(Reuters) – Ansys beat Wall Street estimates for fourth-quarter revenue and profit on Wednesday, driven by growing demand for its engineering software solutions, used to make a range of products such as airplanes and tennis rackets.
The Pittsburgh, Pennsylvania-based company’s shares rose nearly 2% in extended trading.
The results come more than a month after Synopsys, the largest maker of software used to design chips, said it would buy Ansys in a $35-billion cash-and-stock deal.
Ansys makes simulation software used by engineers, chip designers and researchers across industries that help analyze products for the real world.
The company’s products compete with Autodesk’s Fusion 360, AutoCAD and Dassault Systems’ Solidworks.
The firm also offers artificial intelligence solutions (AI), including its customer support chatbot AnsysGPT that released in beta mode, a new cloud-enabled product SimAI and Ansys AI+ that provides add-ons to extend AI functionality.

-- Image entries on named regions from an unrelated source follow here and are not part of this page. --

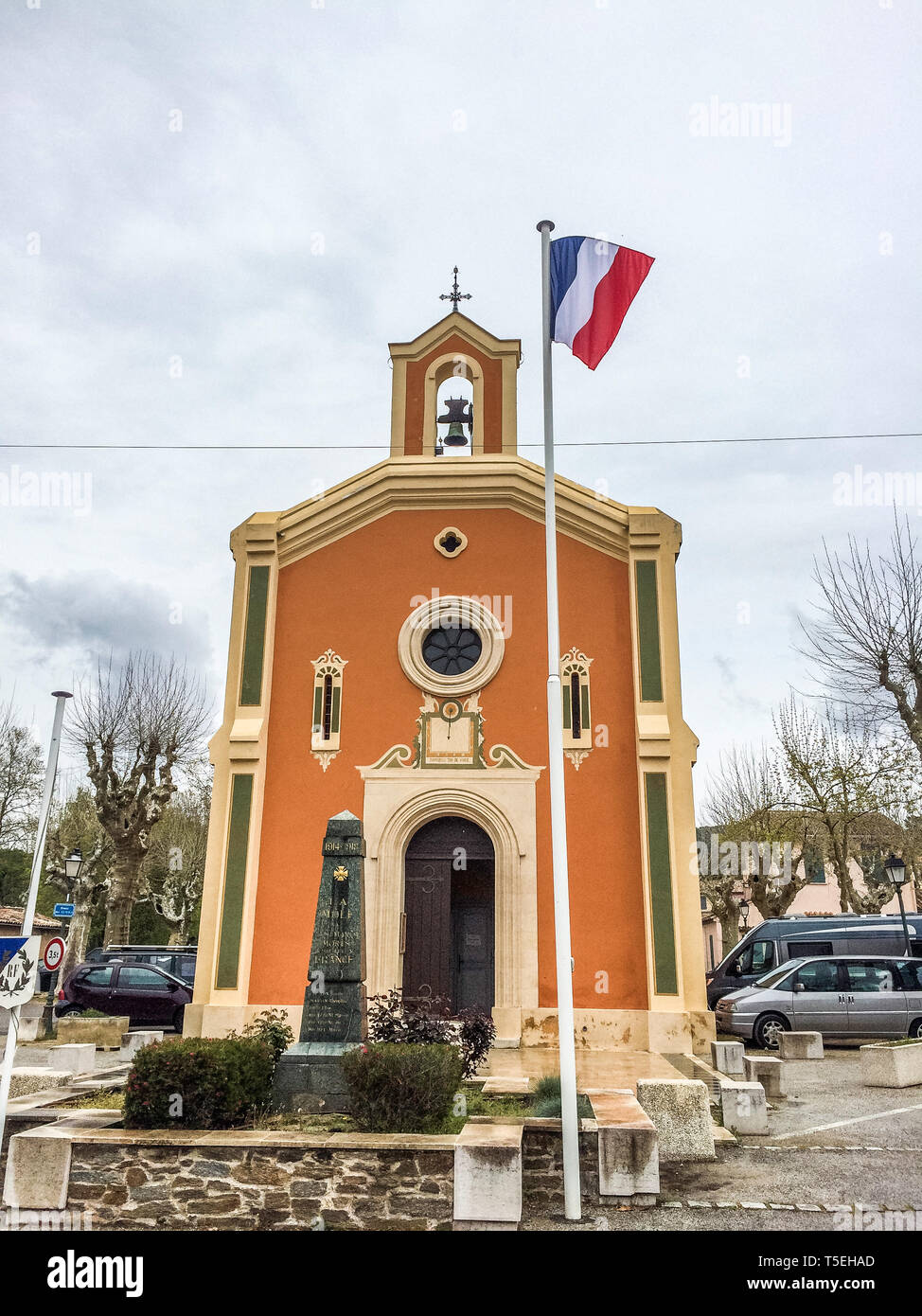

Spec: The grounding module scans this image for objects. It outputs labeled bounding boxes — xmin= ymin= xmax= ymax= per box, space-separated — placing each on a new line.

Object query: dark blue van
xmin=706 ymin=914 xmax=922 ymax=1009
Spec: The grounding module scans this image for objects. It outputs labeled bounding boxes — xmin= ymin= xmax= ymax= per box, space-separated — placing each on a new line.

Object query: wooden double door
xmin=402 ymin=817 xmax=494 ymax=1015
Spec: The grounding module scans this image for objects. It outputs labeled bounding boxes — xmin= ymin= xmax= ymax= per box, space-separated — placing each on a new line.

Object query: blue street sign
xmin=0 ymin=937 xmax=29 ymax=969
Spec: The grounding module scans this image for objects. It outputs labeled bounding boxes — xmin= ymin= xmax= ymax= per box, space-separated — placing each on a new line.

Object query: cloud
xmin=0 ymin=571 xmax=210 ymax=667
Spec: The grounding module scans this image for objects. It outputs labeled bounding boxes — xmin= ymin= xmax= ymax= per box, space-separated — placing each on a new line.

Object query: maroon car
xmin=54 ymin=961 xmax=192 ymax=1033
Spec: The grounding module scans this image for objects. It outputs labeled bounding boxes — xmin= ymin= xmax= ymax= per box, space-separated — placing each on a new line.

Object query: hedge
xmin=125 ymin=1037 xmax=274 ymax=1129
xmin=342 ymin=1042 xmax=463 ymax=1133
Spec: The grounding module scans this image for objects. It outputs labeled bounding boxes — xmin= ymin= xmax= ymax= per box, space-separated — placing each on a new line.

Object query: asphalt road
xmin=523 ymin=1047 xmax=922 ymax=1233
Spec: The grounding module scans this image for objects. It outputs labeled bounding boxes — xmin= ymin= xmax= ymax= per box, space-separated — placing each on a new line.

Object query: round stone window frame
xmin=398 ymin=594 xmax=506 ymax=696
xmin=433 ymin=525 xmax=467 ymax=560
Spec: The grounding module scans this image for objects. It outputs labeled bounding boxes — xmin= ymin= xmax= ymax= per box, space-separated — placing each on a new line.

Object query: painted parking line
xmin=774 ymin=1103 xmax=922 ymax=1143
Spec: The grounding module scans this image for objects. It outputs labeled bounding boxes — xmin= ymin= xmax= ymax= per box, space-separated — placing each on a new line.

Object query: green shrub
xmin=125 ymin=1037 xmax=274 ymax=1129
xmin=368 ymin=987 xmax=496 ymax=1077
xmin=342 ymin=1042 xmax=464 ymax=1133
xmin=230 ymin=1009 xmax=294 ymax=1065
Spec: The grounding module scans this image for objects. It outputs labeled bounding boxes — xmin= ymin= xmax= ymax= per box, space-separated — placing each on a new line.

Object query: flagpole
xmin=0 ymin=689 xmax=72 ymax=1145
xmin=538 ymin=220 xmax=581 ymax=1220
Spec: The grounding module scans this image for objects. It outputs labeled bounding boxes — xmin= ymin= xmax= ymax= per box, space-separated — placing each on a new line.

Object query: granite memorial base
xmin=273 ymin=1042 xmax=361 ymax=1114
xmin=273 ymin=809 xmax=367 ymax=1114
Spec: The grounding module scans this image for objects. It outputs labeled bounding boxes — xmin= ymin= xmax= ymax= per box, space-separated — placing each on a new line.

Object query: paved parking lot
xmin=523 ymin=1045 xmax=922 ymax=1232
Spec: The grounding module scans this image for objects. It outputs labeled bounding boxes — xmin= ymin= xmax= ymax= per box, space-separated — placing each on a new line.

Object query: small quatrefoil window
xmin=433 ymin=525 xmax=467 ymax=558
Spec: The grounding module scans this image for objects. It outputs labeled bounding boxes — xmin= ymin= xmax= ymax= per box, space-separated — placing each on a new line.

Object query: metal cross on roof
xmin=438 ymin=266 xmax=472 ymax=311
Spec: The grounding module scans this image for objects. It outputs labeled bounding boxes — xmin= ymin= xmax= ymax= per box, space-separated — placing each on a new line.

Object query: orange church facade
xmin=186 ymin=311 xmax=710 ymax=1050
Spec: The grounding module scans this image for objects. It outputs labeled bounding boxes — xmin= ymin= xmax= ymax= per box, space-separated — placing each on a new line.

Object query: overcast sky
xmin=0 ymin=0 xmax=922 ymax=792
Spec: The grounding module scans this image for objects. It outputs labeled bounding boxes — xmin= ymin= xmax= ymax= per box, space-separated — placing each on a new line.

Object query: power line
xmin=0 ymin=432 xmax=922 ymax=455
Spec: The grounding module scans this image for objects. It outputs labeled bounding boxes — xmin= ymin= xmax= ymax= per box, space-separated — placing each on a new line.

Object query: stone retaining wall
xmin=57 ymin=1120 xmax=611 ymax=1231
xmin=523 ymin=1120 xmax=599 ymax=1215
xmin=67 ymin=1134 xmax=453 ymax=1231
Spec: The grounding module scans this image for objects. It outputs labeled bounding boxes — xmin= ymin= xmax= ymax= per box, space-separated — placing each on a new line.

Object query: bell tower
xmin=389 ymin=295 xmax=523 ymax=461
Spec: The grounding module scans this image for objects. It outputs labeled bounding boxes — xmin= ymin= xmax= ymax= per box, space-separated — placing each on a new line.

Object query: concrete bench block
xmin=48 ymin=1042 xmax=96 ymax=1074
xmin=720 ymin=1082 xmax=768 ymax=1133
xmin=16 ymin=1015 xmax=44 ymax=1042
xmin=710 ymin=1042 xmax=746 ymax=1077
xmin=591 ymin=1093 xmax=659 ymax=1201
xmin=3 ymin=1128 xmax=71 ymax=1211
xmin=636 ymin=1077 xmax=714 ymax=1162
xmin=779 ymin=1033 xmax=824 ymax=1060
xmin=746 ymin=1056 xmax=788 ymax=1096
xmin=118 ymin=1032 xmax=163 ymax=1060
xmin=860 ymin=1042 xmax=922 ymax=1087
xmin=9 ymin=1065 xmax=74 ymax=1100
xmin=453 ymin=1124 xmax=523 ymax=1225
xmin=57 ymin=1015 xmax=132 ymax=1050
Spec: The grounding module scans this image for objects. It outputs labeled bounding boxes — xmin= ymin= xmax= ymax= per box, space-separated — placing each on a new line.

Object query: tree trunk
xmin=102 ymin=845 xmax=143 ymax=946
xmin=58 ymin=903 xmax=94 ymax=987
xmin=720 ymin=907 xmax=739 ymax=959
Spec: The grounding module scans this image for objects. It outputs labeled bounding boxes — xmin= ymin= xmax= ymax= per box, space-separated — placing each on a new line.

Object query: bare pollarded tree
xmin=0 ymin=699 xmax=44 ymax=850
xmin=44 ymin=786 xmax=113 ymax=983
xmin=773 ymin=695 xmax=919 ymax=914
xmin=701 ymin=743 xmax=813 ymax=932
xmin=141 ymin=779 xmax=210 ymax=945
xmin=801 ymin=517 xmax=922 ymax=756
xmin=70 ymin=652 xmax=210 ymax=945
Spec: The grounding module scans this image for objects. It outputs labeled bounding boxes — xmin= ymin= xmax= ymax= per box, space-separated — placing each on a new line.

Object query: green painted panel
xmin=643 ymin=773 xmax=679 ymax=996
xmin=214 ymin=773 xmax=253 ymax=987
xmin=636 ymin=562 xmax=663 ymax=702
xmin=240 ymin=567 xmax=268 ymax=704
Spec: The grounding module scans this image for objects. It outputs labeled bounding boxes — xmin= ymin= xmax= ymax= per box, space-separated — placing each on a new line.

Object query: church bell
xmin=436 ymin=398 xmax=473 ymax=448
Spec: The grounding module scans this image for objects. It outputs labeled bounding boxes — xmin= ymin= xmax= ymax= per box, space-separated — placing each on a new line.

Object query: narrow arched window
xmin=310 ymin=649 xmax=346 ymax=772
xmin=560 ymin=645 xmax=592 ymax=769
xmin=570 ymin=671 xmax=583 ymax=739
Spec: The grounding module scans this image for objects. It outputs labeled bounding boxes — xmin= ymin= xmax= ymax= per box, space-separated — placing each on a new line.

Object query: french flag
xmin=551 ymin=239 xmax=654 ymax=370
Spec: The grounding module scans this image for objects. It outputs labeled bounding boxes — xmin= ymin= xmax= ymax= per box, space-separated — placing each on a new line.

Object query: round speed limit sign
xmin=42 ymin=937 xmax=64 ymax=972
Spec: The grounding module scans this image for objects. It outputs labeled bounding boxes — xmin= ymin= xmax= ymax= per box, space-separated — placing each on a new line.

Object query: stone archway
xmin=361 ymin=767 xmax=541 ymax=1037
xmin=401 ymin=817 xmax=496 ymax=1015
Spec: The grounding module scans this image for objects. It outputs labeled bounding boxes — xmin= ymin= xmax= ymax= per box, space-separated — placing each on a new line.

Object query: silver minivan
xmin=714 ymin=955 xmax=922 ymax=1050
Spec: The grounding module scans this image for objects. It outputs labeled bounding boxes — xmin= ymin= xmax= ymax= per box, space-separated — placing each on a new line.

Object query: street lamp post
xmin=42 ymin=845 xmax=83 ymax=1037
xmin=884 ymin=854 xmax=913 ymax=955
xmin=0 ymin=689 xmax=74 ymax=1163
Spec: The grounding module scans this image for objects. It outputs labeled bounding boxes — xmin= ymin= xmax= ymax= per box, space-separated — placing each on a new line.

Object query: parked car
xmin=87 ymin=945 xmax=197 ymax=987
xmin=716 ymin=955 xmax=922 ymax=1050
xmin=706 ymin=914 xmax=922 ymax=1009
xmin=54 ymin=961 xmax=192 ymax=1032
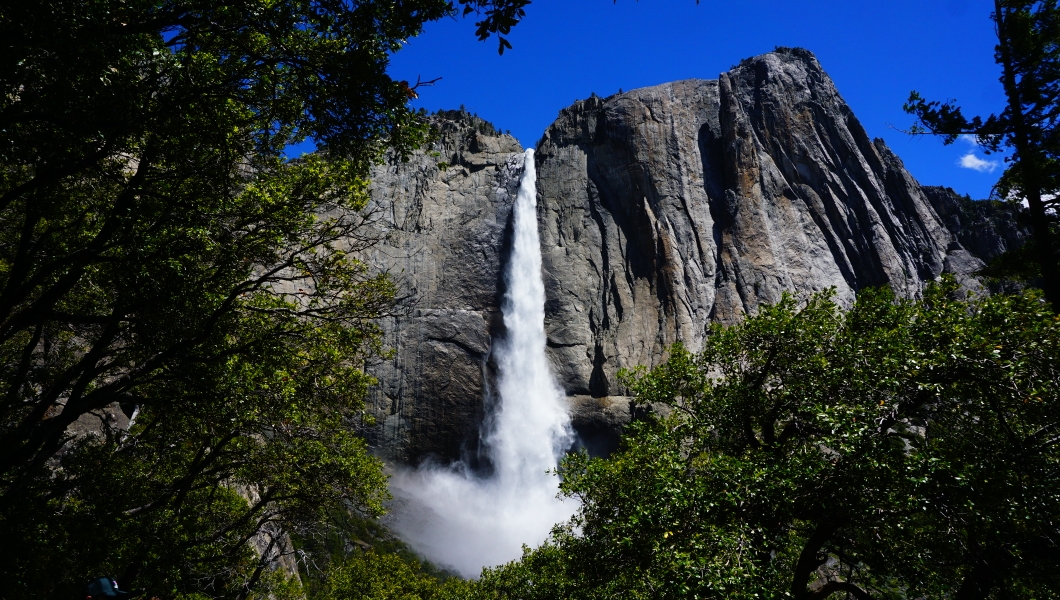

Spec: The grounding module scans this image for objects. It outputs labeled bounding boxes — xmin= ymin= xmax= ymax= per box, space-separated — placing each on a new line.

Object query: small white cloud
xmin=957 ymin=153 xmax=999 ymax=173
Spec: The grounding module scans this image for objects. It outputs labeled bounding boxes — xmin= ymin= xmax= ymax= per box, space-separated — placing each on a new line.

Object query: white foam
xmin=391 ymin=149 xmax=578 ymax=577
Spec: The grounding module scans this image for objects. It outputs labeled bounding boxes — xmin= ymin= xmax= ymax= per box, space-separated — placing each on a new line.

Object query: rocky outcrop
xmin=362 ymin=49 xmax=1017 ymax=458
xmin=366 ymin=111 xmax=523 ymax=460
xmin=923 ymin=186 xmax=1030 ymax=263
xmin=537 ymin=50 xmax=981 ymax=404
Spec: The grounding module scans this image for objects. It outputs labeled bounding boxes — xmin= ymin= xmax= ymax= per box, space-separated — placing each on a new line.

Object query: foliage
xmin=314 ymin=550 xmax=475 ymax=600
xmin=905 ymin=0 xmax=1060 ymax=311
xmin=0 ymin=0 xmax=526 ymax=599
xmin=482 ymin=282 xmax=1060 ymax=600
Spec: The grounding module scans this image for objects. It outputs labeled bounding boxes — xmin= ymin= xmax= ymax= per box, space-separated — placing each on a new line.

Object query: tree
xmin=482 ymin=284 xmax=1060 ymax=600
xmin=0 ymin=0 xmax=527 ymax=598
xmin=905 ymin=0 xmax=1060 ymax=310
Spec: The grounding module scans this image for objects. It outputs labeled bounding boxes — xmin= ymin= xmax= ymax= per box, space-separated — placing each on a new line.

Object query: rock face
xmin=364 ymin=49 xmax=1017 ymax=459
xmin=366 ymin=111 xmax=523 ymax=461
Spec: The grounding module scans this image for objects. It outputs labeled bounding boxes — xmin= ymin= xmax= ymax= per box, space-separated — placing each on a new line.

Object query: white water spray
xmin=391 ymin=149 xmax=577 ymax=577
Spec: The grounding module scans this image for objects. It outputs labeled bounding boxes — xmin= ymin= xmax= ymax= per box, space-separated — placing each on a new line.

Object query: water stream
xmin=391 ymin=149 xmax=577 ymax=577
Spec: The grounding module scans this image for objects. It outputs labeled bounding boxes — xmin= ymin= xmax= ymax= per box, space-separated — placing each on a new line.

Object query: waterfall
xmin=391 ymin=149 xmax=577 ymax=577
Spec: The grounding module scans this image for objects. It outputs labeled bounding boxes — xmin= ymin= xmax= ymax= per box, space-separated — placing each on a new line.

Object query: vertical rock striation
xmin=369 ymin=49 xmax=1022 ymax=459
xmin=365 ymin=111 xmax=523 ymax=460
xmin=537 ymin=50 xmax=982 ymax=411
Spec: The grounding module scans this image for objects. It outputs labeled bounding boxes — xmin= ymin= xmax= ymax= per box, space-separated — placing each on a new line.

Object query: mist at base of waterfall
xmin=390 ymin=149 xmax=578 ymax=577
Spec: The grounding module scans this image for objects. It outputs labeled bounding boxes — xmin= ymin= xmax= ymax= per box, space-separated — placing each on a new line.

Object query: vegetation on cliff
xmin=905 ymin=0 xmax=1060 ymax=312
xmin=483 ymin=284 xmax=1060 ymax=600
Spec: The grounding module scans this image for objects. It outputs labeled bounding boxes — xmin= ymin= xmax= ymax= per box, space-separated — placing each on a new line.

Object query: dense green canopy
xmin=0 ymin=0 xmax=527 ymax=599
xmin=483 ymin=286 xmax=1060 ymax=600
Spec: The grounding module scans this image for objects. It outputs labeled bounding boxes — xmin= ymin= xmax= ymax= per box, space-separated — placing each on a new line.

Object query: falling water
xmin=391 ymin=149 xmax=577 ymax=577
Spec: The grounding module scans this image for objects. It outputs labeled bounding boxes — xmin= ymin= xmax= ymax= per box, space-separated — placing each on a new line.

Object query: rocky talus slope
xmin=369 ymin=49 xmax=1020 ymax=460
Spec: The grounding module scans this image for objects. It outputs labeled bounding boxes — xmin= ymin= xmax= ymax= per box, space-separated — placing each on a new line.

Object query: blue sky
xmin=390 ymin=0 xmax=1005 ymax=198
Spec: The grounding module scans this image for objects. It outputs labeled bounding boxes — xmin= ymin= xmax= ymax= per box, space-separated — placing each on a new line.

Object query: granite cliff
xmin=368 ymin=49 xmax=1023 ymax=460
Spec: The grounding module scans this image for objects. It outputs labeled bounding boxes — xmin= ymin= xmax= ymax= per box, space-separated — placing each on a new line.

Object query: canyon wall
xmin=369 ymin=49 xmax=1022 ymax=460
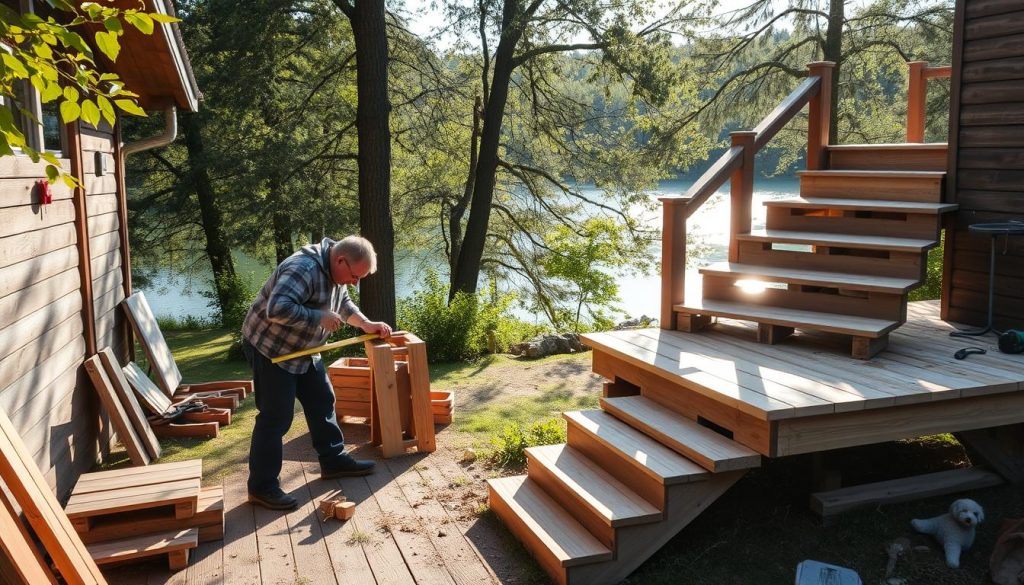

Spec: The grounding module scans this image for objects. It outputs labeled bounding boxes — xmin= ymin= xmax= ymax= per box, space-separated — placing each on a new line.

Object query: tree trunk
xmin=179 ymin=113 xmax=240 ymax=326
xmin=824 ymin=0 xmax=846 ymax=144
xmin=346 ymin=0 xmax=395 ymax=326
xmin=452 ymin=0 xmax=522 ymax=294
xmin=449 ymin=95 xmax=483 ymax=302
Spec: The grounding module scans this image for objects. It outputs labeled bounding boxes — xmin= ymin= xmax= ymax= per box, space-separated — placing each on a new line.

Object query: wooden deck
xmin=585 ymin=301 xmax=1024 ymax=456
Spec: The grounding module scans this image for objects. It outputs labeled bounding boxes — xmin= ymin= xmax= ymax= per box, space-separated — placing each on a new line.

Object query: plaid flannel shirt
xmin=242 ymin=238 xmax=359 ymax=374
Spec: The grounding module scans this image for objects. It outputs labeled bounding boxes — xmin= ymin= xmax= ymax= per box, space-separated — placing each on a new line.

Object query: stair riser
xmin=800 ymin=175 xmax=942 ymax=203
xmin=703 ymin=275 xmax=906 ymax=323
xmin=566 ymin=471 xmax=744 ymax=585
xmin=487 ymin=487 xmax=568 ymax=585
xmin=738 ymin=242 xmax=927 ymax=282
xmin=526 ymin=455 xmax=615 ymax=552
xmin=828 ymin=148 xmax=947 ymax=172
xmin=767 ymin=205 xmax=940 ymax=240
xmin=566 ymin=420 xmax=665 ymax=512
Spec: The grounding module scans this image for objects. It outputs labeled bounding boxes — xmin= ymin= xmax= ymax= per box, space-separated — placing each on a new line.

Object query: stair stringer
xmin=565 ymin=469 xmax=746 ymax=585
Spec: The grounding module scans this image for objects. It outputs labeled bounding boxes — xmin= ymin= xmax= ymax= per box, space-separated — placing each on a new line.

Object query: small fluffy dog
xmin=910 ymin=499 xmax=985 ymax=569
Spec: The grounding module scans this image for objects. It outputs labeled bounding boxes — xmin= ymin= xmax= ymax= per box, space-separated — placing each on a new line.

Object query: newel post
xmin=807 ymin=60 xmax=836 ymax=171
xmin=906 ymin=60 xmax=928 ymax=142
xmin=729 ymin=130 xmax=758 ymax=262
xmin=659 ymin=197 xmax=690 ymax=330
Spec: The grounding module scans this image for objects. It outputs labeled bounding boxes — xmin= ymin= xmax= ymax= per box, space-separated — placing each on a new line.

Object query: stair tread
xmin=827 ymin=142 xmax=949 ymax=151
xmin=562 ymin=410 xmax=709 ymax=486
xmin=700 ymin=262 xmax=920 ymax=294
xmin=487 ymin=475 xmax=612 ymax=567
xmin=601 ymin=395 xmax=761 ymax=472
xmin=673 ymin=299 xmax=900 ymax=337
xmin=735 ymin=229 xmax=938 ymax=252
xmin=526 ymin=444 xmax=662 ymax=528
xmin=797 ymin=169 xmax=946 ymax=178
xmin=764 ymin=197 xmax=958 ymax=215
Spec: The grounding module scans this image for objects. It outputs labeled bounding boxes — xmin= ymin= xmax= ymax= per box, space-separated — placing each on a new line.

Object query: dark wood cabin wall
xmin=0 ymin=156 xmax=96 ymax=493
xmin=944 ymin=0 xmax=1024 ymax=329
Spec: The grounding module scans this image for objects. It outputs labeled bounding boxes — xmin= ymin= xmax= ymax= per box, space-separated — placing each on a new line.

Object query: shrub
xmin=489 ymin=418 xmax=565 ymax=467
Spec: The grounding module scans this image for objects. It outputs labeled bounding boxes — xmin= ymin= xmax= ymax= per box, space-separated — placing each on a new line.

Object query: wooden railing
xmin=659 ymin=61 xmax=836 ymax=329
xmin=906 ymin=60 xmax=952 ymax=142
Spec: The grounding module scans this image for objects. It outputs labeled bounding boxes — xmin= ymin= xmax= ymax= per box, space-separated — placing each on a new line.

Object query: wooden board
xmin=122 ymin=292 xmax=181 ymax=398
xmin=85 ymin=356 xmax=151 ymax=465
xmin=0 ymin=410 xmax=106 ymax=585
xmin=121 ymin=362 xmax=171 ymax=415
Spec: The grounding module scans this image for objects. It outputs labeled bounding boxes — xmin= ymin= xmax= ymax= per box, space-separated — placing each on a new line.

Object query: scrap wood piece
xmin=85 ymin=356 xmax=150 ymax=465
xmin=0 ymin=409 xmax=106 ymax=585
xmin=98 ymin=347 xmax=161 ymax=459
xmin=0 ymin=490 xmax=56 ymax=585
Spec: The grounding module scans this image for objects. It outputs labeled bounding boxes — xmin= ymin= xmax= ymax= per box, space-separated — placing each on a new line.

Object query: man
xmin=242 ymin=236 xmax=391 ymax=510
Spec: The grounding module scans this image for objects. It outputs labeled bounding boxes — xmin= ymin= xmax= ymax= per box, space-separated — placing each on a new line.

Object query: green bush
xmin=398 ymin=270 xmax=544 ymax=362
xmin=489 ymin=418 xmax=565 ymax=467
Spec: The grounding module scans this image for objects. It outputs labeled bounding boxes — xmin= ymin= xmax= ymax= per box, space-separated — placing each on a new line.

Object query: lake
xmin=138 ymin=177 xmax=800 ymax=327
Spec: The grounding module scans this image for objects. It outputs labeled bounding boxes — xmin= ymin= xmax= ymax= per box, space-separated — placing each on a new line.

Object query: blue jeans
xmin=242 ymin=339 xmax=345 ymax=494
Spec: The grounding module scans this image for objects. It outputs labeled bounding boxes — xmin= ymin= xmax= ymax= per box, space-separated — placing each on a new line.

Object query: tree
xmin=334 ymin=0 xmax=395 ymax=325
xmin=0 ymin=0 xmax=177 ymax=179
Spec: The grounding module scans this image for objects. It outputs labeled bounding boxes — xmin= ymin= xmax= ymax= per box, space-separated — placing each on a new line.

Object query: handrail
xmin=906 ymin=60 xmax=953 ymax=142
xmin=658 ymin=61 xmax=836 ymax=329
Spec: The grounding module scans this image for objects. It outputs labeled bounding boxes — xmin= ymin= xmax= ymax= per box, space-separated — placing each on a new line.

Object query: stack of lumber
xmin=327 ymin=358 xmax=371 ymax=420
xmin=65 ymin=459 xmax=224 ymax=570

“ANSS results give us greater confidence that underlying simulation demand is intact and that the industry is seeing sustainable double-digit software revenue growth,” brokerage Oppenheimer said in a note.
Ansys reported revenue of $805.1 million for the fourth quarter, beating analysts’ average estimate of $797.4 million, according to LSEG data.
Excluding items, it earned $3.94 per share, compared with an estimate of $3.71 per share.
Ansys, which partners with chip designer Nvidia, said on Tuesday that Rachel Pyles would replace Nicole Anasenes as its CFO, effective Feb. 22.
The transaction with Synopsys, which forecast second-quarter revenue and profit above estimates on Wednesday, is expected to be completed in the first half of 2025.